There are three ways to jump-start the transition:

  • Scout the full business, and prioritize phases based on value at stake.
  • Scout, shape, and shift a therapeutic area or function with short-term opportunities by increasing its literacy in new technologies.
  • Leverage the recent disruptions caused by the COVID-19 crisis to reimagine part of the business, using shape and shift.

Future-proofing the workforce will require significant investment.

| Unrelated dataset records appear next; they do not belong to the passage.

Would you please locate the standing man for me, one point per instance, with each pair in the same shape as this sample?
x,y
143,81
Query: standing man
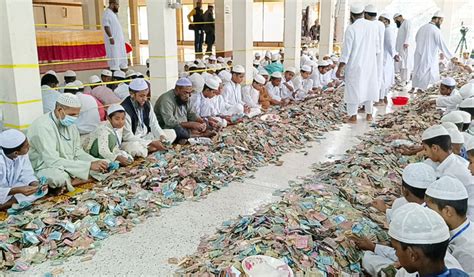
x,y
359,60
197,16
428,43
209,28
405,47
113,37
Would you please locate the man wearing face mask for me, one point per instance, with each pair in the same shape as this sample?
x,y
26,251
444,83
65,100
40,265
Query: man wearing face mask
x,y
56,152
17,180
429,42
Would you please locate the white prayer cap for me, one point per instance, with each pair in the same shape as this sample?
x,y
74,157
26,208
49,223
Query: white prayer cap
x,y
114,108
276,75
69,100
275,57
259,79
357,8
434,131
306,68
370,9
94,79
419,175
415,224
138,84
447,188
452,117
11,138
467,103
291,69
448,81
106,72
238,69
70,73
439,14
467,90
119,74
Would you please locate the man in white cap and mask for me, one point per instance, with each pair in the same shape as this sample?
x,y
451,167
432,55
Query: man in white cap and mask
x,y
405,47
359,64
448,197
429,42
18,182
142,133
56,152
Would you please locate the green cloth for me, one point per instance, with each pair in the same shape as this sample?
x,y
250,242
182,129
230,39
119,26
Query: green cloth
x,y
170,115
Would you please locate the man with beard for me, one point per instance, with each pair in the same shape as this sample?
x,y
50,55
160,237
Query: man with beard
x,y
429,43
405,47
174,111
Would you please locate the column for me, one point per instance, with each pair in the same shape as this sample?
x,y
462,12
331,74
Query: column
x,y
223,16
327,27
162,47
242,21
20,91
292,33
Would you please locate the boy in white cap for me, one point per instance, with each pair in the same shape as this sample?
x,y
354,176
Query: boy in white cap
x,y
105,141
56,151
18,182
448,197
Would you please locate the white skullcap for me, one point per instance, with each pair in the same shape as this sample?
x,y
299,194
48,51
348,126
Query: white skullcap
x,y
94,79
452,117
467,90
415,224
138,84
448,81
212,83
275,57
259,79
69,100
439,14
419,175
106,72
370,9
434,131
291,69
11,138
306,68
467,103
277,75
447,188
238,69
70,73
119,74
114,108
357,8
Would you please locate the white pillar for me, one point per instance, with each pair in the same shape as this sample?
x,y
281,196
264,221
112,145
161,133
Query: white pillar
x,y
242,21
223,16
327,27
20,91
292,33
162,46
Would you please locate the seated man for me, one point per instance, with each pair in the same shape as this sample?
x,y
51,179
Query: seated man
x,y
142,133
173,111
56,151
17,180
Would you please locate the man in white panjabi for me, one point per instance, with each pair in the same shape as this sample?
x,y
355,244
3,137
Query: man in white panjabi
x,y
370,13
359,61
429,42
405,47
113,37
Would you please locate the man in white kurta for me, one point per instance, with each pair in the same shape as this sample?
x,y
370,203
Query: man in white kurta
x,y
405,47
429,42
359,60
113,37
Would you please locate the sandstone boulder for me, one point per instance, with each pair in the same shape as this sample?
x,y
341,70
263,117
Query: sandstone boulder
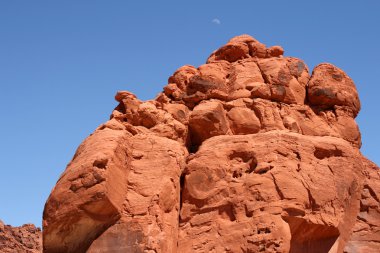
x,y
246,153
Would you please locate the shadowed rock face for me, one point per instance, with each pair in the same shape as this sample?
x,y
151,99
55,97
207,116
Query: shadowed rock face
x,y
246,153
26,238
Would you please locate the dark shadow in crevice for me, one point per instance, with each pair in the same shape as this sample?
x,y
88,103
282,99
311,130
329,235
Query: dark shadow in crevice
x,y
309,237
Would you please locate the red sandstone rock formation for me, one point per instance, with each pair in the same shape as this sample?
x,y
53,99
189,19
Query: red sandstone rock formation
x,y
246,153
24,239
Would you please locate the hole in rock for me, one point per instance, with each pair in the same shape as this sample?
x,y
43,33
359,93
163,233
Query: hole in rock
x,y
309,237
182,184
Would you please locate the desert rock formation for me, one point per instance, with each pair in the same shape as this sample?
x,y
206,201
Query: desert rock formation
x,y
246,153
24,239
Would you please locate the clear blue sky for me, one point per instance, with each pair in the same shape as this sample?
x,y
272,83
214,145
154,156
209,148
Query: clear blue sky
x,y
61,62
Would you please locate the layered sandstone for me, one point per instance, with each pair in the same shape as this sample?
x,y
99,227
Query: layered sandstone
x,y
24,239
246,153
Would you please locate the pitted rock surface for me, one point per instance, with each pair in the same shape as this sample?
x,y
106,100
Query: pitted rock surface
x,y
246,153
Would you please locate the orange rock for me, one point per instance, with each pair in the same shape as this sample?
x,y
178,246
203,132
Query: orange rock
x,y
246,153
26,238
330,86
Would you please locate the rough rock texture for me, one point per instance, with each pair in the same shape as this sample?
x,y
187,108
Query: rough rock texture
x,y
246,153
24,239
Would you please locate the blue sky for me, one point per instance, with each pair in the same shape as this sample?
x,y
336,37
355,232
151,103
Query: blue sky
x,y
61,63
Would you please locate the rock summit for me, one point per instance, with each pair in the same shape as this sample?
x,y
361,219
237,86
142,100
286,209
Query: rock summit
x,y
249,152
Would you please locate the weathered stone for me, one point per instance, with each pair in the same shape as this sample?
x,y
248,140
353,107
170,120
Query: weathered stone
x,y
230,157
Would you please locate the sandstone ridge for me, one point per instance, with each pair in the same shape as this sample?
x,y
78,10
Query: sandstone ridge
x,y
246,153
24,239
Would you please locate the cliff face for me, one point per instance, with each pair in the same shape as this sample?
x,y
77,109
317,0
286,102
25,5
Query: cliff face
x,y
246,153
24,239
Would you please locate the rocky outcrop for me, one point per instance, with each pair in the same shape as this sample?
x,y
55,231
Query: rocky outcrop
x,y
24,239
246,153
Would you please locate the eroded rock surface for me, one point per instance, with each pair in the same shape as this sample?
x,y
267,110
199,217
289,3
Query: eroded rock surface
x,y
24,239
246,153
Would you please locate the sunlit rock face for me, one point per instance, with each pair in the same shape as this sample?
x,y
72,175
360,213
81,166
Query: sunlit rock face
x,y
246,153
26,238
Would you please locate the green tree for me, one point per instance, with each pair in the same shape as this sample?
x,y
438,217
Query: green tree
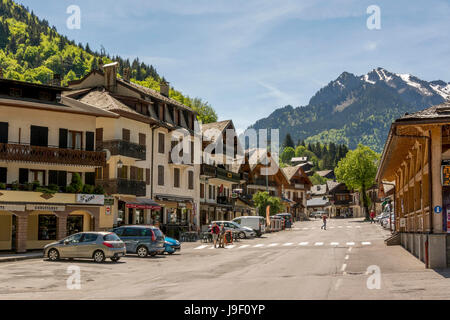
x,y
358,170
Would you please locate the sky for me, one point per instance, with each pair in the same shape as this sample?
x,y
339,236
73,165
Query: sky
x,y
249,57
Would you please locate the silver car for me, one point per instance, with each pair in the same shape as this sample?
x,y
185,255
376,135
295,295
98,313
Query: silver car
x,y
90,245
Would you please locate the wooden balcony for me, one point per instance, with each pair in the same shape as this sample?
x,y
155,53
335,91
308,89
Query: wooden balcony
x,y
124,148
27,153
123,186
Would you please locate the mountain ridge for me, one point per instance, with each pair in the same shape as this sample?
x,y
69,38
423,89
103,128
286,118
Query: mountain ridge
x,y
356,109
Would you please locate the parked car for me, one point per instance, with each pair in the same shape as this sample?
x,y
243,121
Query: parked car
x,y
142,240
242,232
257,223
171,245
88,245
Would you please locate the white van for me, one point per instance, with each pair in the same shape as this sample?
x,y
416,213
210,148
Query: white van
x,y
257,223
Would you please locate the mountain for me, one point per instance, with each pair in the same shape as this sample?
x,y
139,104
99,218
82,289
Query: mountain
x,y
31,50
356,109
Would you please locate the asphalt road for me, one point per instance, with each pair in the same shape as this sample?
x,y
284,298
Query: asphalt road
x,y
303,263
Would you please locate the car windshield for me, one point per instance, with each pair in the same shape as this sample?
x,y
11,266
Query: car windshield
x,y
111,237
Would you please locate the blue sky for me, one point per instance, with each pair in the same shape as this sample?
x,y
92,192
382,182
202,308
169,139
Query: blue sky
x,y
249,57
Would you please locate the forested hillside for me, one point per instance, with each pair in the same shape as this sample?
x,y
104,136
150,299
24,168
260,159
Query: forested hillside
x,y
32,50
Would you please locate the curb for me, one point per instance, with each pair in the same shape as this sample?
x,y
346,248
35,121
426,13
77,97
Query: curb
x,y
13,259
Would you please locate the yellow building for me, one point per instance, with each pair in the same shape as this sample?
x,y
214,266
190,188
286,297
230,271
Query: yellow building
x,y
417,157
44,140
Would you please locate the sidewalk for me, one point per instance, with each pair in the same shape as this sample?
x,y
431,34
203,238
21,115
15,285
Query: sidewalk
x,y
8,257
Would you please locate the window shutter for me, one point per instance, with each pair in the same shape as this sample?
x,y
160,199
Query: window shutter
x,y
53,177
62,178
3,132
63,138
23,176
89,178
147,176
89,141
3,175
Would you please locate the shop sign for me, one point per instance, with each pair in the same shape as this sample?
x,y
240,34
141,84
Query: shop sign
x,y
11,207
91,199
44,207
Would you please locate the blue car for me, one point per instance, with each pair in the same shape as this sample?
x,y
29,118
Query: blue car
x,y
171,245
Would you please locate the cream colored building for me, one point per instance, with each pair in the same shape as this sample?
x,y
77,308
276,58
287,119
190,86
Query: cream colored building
x,y
44,140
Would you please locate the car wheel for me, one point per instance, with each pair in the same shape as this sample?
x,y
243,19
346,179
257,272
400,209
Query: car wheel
x,y
99,256
53,255
142,252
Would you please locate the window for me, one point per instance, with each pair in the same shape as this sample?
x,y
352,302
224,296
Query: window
x,y
47,227
160,175
126,135
176,177
142,139
191,179
161,143
74,140
39,136
89,237
3,132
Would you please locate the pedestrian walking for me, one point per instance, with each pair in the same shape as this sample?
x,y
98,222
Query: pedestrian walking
x,y
372,216
324,219
215,231
222,236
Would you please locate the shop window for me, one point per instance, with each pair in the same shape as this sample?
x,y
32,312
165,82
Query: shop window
x,y
47,227
74,224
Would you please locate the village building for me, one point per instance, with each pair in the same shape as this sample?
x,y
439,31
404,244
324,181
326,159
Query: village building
x,y
299,185
417,156
147,185
45,140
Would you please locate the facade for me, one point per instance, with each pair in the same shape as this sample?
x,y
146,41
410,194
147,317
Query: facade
x,y
299,185
44,140
416,156
148,186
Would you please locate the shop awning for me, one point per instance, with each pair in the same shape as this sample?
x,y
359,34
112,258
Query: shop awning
x,y
140,203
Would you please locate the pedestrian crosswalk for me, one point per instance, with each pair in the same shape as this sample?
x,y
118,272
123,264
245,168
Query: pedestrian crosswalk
x,y
290,244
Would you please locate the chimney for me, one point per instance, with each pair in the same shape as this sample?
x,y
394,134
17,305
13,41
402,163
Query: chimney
x,y
56,80
126,74
164,88
110,71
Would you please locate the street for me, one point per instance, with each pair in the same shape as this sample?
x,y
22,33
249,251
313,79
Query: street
x,y
303,263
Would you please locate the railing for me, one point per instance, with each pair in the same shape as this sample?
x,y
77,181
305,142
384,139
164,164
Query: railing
x,y
123,186
123,148
20,152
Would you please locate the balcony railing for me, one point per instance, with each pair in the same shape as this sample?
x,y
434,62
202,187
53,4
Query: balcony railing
x,y
123,186
123,148
20,152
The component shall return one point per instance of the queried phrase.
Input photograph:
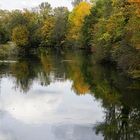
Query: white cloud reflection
(53, 104)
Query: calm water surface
(66, 96)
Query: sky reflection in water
(53, 112)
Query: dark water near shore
(66, 96)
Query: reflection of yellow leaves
(46, 62)
(79, 85)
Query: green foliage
(112, 31)
(20, 36)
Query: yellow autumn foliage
(76, 19)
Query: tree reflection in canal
(119, 95)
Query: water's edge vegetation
(110, 29)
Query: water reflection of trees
(118, 94)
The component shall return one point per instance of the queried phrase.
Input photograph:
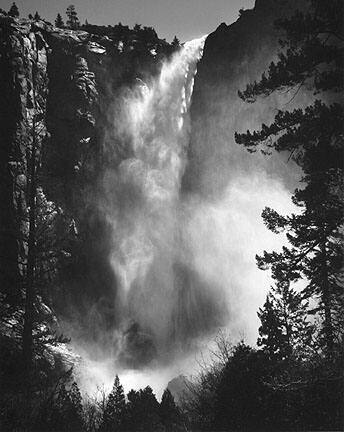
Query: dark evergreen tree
(170, 414)
(284, 327)
(115, 408)
(73, 20)
(14, 11)
(59, 21)
(142, 413)
(314, 138)
(175, 43)
(67, 411)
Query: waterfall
(145, 212)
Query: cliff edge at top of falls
(234, 55)
(69, 80)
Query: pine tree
(59, 21)
(284, 327)
(14, 11)
(115, 407)
(169, 412)
(73, 20)
(175, 43)
(314, 138)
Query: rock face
(75, 78)
(68, 80)
(233, 56)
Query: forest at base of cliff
(293, 378)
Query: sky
(187, 19)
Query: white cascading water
(184, 266)
(145, 207)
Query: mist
(183, 257)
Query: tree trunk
(326, 299)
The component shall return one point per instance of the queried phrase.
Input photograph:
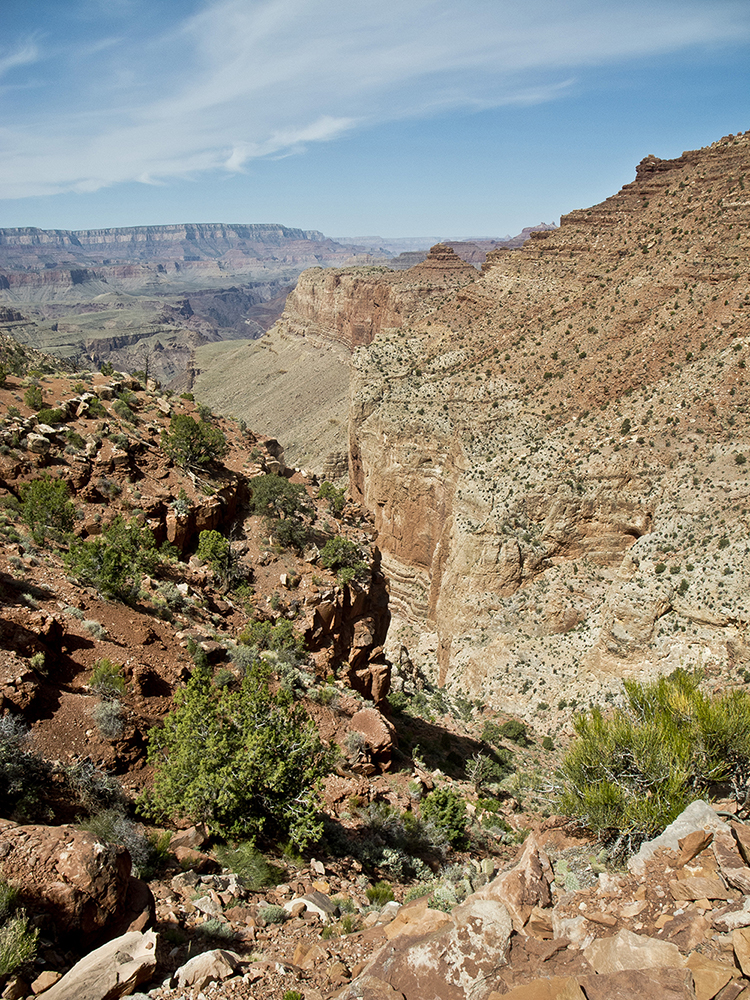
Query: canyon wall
(555, 453)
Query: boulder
(651, 984)
(111, 971)
(208, 967)
(458, 961)
(379, 734)
(527, 885)
(697, 816)
(81, 883)
(627, 950)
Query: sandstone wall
(555, 454)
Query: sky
(452, 118)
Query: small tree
(630, 774)
(277, 497)
(344, 557)
(214, 549)
(193, 445)
(333, 495)
(245, 762)
(116, 560)
(33, 398)
(283, 504)
(447, 811)
(45, 504)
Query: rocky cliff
(555, 454)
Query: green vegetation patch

For example, one global company scouted and prioritized automation at scale in its back-office function as part of its next-generation operating model. By quickly developing and testing use cases, the company shaped a set of successful pilots for the rest of the organization, including chatbots for patient self-service support and machine learning to reduce outstanding payments and improve working capital. It then increased the benefit by centralizing service delivery for multiple regions into a center of excellence run by employees upskilled in automation capabilities.


Companies are today in a position to take inspiration and embrace lessons learned from early movers in other industries. The long-awaited benefits of automation—higher productivity, improved employee engagement, and better business outcomes—are there for the taking, and it is time to move quickly.